There are no happy endings in history, only crisis points that pass.
ISAAC ASIMOV
The Gods Themselves
History can come in handy. If you were born yesterday, with no knowledge of the past, you might easily accept whatever the government tells you. But knowing a bit of history--while it would not absolutely prove the government was lying in a given instance--might make you skeptical, lead you to ask questions, make it more likely that you would find out the truth.
HOWARD ZINN
You Can't Be Neutral on a Moving Train
The business of the historian is with the truth of things, but he is too much under temptation to make his history interesting, to be always able to reject a fine story.
CHRISTIAN NESTELL BOVEE
Intuitions and Summaries of Thought
History was not a matter of missing minutes on the tape. I did not stand helpless before it. I hewed to the texture of collected knowledge, took faith from the solid and availing stuff of our experience. Even if we believe that history is a workwheel powered by human blood--read the speeches of Mussolini--at least we've known the thing together. A single narrative sweep, not ten thousand wisps of disinformation.
DON DELILLO
Underworld
This is how one pictures the angel of history. His face is turned toward the past. Where we perceive a chain of events, he sees one single catastrophe which keeps piling wreckage upon wreckage and hurls it in front of his feet. The angel would like to stay, awaken the dead, and make whole what has been smashed. But a storm is blowing in from Paradise; it has got caught in his wings with such violence that the angel can no longer close them. This storm irresistibly propels him into the future to which his back is turned, while the pile of debris before him grows skyward. This storm is what we call progress.
WALTER BENJAMIN
Theses on the Philosophy of History
He too, it seemed, had come to believe that he could somehow escape history. That it was possible, and even desirable, to live in a perpetual present.
CHRIS ABANI
The Secret History of Las Vegas
History isn't the lies of the victors, as I once glibly assured Old Joe Hunt; I know that now. It's more the memories of the survivors, most of whom are neither victorious or defeated.
JULIAN BARNES
The Sense of an Ending
History is philosophy teaching by examples.
THUCYDIDES
The History of the Peloponnesian War
What experience and history teach is this -- that people and governments never have learned anything from history or acted on the principles deduced from it.
G.W.F. HEGEL
Philosophy of History
History-writing is a way of getting rid of the past.

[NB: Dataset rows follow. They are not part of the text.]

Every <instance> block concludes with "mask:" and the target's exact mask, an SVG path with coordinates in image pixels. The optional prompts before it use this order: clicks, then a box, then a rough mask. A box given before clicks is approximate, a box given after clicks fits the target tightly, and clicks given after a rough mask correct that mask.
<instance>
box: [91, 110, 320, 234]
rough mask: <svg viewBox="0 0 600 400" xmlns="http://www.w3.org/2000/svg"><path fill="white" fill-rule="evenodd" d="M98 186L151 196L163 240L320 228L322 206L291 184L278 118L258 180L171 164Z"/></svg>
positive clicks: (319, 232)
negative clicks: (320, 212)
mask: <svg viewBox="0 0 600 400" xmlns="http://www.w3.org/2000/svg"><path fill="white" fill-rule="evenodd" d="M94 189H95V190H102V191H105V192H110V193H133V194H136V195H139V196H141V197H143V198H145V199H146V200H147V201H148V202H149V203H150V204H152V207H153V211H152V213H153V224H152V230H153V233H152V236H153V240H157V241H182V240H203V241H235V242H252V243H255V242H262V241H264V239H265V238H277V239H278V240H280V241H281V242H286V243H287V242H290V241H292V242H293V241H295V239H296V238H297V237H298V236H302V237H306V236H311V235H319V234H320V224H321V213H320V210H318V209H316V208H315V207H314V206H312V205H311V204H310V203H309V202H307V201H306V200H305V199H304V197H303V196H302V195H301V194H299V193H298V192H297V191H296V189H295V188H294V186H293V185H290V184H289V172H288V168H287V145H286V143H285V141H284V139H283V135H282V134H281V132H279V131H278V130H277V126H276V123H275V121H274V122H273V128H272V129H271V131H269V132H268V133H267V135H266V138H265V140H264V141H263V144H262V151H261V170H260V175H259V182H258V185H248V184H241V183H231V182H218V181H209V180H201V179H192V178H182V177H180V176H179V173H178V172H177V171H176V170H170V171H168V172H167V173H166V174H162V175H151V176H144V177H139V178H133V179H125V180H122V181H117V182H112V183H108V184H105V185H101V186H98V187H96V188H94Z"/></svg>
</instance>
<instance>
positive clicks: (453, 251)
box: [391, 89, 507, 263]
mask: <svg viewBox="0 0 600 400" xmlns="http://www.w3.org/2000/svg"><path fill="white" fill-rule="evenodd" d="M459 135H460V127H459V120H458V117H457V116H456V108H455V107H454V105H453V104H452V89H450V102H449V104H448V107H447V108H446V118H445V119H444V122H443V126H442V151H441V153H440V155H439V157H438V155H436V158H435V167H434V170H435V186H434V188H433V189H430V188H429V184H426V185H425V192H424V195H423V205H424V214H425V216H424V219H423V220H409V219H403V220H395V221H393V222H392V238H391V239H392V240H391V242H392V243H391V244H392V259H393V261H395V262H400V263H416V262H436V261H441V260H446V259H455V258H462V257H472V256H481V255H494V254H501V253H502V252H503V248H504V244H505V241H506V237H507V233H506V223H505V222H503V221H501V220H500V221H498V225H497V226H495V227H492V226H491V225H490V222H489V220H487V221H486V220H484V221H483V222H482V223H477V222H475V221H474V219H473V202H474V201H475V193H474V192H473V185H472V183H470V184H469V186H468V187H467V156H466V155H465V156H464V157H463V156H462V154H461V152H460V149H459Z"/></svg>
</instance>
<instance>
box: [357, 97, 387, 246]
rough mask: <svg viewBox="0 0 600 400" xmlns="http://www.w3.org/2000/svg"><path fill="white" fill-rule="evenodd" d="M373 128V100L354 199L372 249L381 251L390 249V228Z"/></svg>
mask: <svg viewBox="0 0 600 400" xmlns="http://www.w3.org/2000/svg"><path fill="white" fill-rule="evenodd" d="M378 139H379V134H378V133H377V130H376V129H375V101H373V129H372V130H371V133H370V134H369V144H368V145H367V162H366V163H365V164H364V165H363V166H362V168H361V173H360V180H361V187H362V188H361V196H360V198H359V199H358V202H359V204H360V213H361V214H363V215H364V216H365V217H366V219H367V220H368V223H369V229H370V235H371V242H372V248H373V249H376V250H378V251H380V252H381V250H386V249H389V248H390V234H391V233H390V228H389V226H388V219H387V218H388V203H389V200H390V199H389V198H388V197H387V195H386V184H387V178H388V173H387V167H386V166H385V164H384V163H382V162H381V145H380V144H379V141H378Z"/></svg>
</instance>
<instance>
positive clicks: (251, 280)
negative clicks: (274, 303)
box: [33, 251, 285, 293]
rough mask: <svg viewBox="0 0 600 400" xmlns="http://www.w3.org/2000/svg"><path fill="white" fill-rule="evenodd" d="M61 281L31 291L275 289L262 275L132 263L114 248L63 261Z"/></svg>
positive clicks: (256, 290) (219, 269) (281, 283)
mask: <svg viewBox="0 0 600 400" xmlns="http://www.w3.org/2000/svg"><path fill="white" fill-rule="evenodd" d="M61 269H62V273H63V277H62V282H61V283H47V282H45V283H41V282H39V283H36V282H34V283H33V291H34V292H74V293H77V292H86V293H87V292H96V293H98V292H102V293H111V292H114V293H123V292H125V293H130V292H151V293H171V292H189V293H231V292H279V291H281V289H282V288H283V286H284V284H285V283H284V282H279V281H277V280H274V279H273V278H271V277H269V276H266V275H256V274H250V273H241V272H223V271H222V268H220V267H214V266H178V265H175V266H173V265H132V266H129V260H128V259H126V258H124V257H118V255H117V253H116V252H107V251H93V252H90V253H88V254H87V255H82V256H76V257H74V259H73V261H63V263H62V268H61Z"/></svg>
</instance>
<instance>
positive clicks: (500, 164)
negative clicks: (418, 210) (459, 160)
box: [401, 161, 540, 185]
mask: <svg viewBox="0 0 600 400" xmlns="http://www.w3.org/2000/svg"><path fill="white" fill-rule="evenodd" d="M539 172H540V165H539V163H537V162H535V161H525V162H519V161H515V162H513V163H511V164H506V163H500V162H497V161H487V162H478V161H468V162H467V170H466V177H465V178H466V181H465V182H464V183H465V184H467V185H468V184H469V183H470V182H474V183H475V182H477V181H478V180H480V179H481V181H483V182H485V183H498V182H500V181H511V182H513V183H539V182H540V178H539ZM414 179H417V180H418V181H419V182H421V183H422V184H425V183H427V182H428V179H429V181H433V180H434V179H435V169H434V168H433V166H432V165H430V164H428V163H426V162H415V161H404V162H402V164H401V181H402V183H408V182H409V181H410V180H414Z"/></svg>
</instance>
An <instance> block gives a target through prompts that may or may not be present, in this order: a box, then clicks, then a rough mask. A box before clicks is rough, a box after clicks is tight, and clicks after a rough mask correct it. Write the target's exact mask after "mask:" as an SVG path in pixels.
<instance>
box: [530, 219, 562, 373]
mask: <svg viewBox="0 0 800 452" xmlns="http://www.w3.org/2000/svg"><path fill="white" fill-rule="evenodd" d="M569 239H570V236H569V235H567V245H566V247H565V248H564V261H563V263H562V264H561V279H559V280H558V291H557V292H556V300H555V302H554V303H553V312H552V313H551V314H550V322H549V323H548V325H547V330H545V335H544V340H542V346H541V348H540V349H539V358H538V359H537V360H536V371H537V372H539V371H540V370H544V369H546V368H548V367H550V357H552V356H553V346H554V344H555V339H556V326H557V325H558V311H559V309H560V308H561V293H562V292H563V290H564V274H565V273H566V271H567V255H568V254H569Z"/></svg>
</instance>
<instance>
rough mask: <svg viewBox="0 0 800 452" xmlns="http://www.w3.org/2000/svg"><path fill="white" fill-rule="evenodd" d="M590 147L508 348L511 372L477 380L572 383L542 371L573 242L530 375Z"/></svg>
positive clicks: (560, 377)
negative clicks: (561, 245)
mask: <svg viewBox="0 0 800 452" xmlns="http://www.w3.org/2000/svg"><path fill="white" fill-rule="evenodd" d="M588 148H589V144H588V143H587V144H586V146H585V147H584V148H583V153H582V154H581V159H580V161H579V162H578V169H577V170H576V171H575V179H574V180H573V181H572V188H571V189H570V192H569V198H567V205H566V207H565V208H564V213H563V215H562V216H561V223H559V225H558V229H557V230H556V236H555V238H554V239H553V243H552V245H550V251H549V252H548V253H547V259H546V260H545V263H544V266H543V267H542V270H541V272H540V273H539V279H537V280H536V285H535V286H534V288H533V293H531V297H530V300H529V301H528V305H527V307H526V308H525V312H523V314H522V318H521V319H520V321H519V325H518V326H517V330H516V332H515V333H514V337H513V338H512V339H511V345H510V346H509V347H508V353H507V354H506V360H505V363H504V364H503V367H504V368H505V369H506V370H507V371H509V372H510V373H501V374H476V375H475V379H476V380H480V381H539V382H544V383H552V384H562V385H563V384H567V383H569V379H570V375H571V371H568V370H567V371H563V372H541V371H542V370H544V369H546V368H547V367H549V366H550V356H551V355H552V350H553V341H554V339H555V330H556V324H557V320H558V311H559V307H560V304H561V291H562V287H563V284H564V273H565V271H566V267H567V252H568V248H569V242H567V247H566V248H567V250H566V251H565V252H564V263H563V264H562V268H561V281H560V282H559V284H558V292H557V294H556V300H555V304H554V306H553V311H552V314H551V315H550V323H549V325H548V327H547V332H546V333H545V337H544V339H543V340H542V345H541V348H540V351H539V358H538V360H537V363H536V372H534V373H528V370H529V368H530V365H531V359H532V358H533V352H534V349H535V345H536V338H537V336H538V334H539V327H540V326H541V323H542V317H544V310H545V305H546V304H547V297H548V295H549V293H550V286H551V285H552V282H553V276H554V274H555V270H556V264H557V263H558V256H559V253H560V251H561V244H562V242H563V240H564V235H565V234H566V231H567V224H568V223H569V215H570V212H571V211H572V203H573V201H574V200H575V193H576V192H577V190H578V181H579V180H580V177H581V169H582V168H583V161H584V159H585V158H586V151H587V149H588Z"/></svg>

JOHANN WOLFGANG VON GOETHE
The Maxims and Reflections of Goethe
The phenomena of history should be so recorded as to aid the reader, and particularly the young reader, in discovering its philosophy, instead of being recorded as they have hitherto generally been, in such a way as to obliterate the better instincts of humanity.
HORACE MANN
Thoughts
What are our pretended histories? Fables, jest-books, satires, apologies, anything but what they profess to be.
A. H. EVERETT
attributed, Day's Collacon
What is a great man who has made his mark upon history? Every time, if we think far enough, he is a man who has looked through the confusion of the moment and has seen the moral issue involved; he is a man who has refused to have his sense of justice distorted; he has listened to his conscience until conscience becomes a trumpet call to like-minded men, so that they gather about him, and together, with mutual purpose and mutual aid, they make a new period in history.
JANE ADDAMS
address to the Union League Club of Chicago, Feb. 23, 1903
History does not belong to us, we belong to it.
HANS-GEORGE GADAMER
Truth and Method
The historian's duty is to separate the true from the false, the certain from the uncertain, and the doubtful from that which cannot be accepted.